If the Times calls anyone a "reactionary," it's a safe bet he/she has taken mainstream positions in the part of the country outside Manhattan -- where I live in the midst of the liberal mecca of the Upper Westside. When will the Times curb it's own gaseous emissions? And, that judgment doesn't rely on junk science.
But, the Times wants to follow the fads (sic), declaring 20 years ago that a new Ice Age was beginning.
As I recall the McCain-Feingold legislation on campaign finance was badly flawed and, as it turned out, the Times support was self-serving, tainted by the corporate welfare loophole that restricted political advertising only in media outlets other than their newspapers.
I'd be surprised if John McCain is still a senator six years from now.
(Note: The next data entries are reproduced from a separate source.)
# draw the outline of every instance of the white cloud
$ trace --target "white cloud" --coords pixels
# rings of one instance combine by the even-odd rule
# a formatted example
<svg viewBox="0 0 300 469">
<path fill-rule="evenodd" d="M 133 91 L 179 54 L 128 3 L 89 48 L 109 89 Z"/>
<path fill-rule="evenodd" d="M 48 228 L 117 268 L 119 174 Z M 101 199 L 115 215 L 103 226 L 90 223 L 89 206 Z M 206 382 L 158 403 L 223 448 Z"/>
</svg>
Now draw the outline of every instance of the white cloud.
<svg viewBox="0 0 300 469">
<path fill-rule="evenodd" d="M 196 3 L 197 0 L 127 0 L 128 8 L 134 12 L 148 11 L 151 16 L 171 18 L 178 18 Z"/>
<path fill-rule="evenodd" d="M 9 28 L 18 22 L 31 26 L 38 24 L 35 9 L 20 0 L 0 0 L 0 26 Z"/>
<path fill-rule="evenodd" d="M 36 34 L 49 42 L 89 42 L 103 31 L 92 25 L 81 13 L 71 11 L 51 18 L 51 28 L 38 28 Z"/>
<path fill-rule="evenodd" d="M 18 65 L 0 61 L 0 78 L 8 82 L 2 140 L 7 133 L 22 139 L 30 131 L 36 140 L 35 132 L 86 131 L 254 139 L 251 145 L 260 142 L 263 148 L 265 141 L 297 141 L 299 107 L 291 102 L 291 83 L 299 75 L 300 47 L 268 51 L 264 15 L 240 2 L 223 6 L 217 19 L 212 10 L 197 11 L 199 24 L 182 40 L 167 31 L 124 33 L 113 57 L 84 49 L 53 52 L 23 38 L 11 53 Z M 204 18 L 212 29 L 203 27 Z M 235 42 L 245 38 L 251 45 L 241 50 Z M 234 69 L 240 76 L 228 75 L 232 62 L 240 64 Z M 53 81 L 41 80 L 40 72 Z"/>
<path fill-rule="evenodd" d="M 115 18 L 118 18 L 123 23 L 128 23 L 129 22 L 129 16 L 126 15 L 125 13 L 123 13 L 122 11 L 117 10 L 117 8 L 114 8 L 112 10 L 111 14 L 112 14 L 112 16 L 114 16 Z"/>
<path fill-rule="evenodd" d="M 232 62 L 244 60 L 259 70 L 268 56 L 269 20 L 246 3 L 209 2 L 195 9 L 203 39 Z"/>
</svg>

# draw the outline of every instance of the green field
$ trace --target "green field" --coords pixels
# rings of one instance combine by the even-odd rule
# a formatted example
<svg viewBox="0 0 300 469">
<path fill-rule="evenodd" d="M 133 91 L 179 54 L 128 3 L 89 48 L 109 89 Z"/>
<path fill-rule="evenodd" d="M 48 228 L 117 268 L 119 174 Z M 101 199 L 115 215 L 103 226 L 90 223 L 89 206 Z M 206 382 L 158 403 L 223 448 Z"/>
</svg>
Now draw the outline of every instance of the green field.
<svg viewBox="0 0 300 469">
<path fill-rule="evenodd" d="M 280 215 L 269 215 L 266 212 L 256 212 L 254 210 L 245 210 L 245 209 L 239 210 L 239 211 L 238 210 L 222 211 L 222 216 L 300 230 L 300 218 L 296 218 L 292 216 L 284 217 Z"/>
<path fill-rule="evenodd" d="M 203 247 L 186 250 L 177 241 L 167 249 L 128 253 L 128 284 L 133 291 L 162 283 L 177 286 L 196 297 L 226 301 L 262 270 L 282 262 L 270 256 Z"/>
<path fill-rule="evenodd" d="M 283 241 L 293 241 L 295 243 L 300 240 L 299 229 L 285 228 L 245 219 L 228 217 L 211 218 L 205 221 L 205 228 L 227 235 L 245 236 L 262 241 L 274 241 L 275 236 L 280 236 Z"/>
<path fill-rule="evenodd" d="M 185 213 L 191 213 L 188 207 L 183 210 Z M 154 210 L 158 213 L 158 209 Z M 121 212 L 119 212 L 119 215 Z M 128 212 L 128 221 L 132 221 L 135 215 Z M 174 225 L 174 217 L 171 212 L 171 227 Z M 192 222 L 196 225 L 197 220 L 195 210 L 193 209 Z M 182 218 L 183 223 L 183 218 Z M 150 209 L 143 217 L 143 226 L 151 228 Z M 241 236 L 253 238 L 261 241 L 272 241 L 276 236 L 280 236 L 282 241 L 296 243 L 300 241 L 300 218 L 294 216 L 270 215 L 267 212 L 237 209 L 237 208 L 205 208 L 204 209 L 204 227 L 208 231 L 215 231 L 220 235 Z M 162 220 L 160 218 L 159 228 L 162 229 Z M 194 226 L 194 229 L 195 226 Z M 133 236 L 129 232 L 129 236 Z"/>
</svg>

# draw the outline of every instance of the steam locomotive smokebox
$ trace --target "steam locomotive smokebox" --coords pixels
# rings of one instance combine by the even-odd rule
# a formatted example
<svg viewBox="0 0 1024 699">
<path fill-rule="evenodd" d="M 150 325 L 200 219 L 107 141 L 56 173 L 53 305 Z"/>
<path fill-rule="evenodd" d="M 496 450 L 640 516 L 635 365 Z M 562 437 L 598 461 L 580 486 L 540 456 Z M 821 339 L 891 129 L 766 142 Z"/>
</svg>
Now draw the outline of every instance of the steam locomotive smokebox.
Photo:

The "Republicans" voting FOR this were: Chafee(RI), Collins(ME), Snowe(ME), McCain(AZ), Lugar(IN), and Gregg(NH). The usual RINO's you would expect but I don't understand what Gregg is doing with this pathetic group. Except maybe for Indiana I didn't know that these states were considered "big industrial states" or major coal producers either.
Awwww, ... too bad :(
Hasn't he been reading the paper, watching the TV, listening to radio on the destruction in CA from the fires? Why wont he ask a real-scientist what all that is going to do to the atmosphere? Oh Im sorry I forgot hes a flipping
I think when Russia opted out a few weeks ago, it became a dead issue - interesting to note that Putin used the same basic argument that President Bush did when he first took office:
- Too little effect
- Too costly to the ecnomy for such little effect
- Based on bad science (i.e., radical environmental activists provided most of the "scientific" data)
The senate also rejected it in 1997 with a 97 - 0 vote against. Funny how the NYT's leaves that out.
Great catch!
...and advised the Congress not to pass, because it was fundementally flawed (Though he put his signature on it).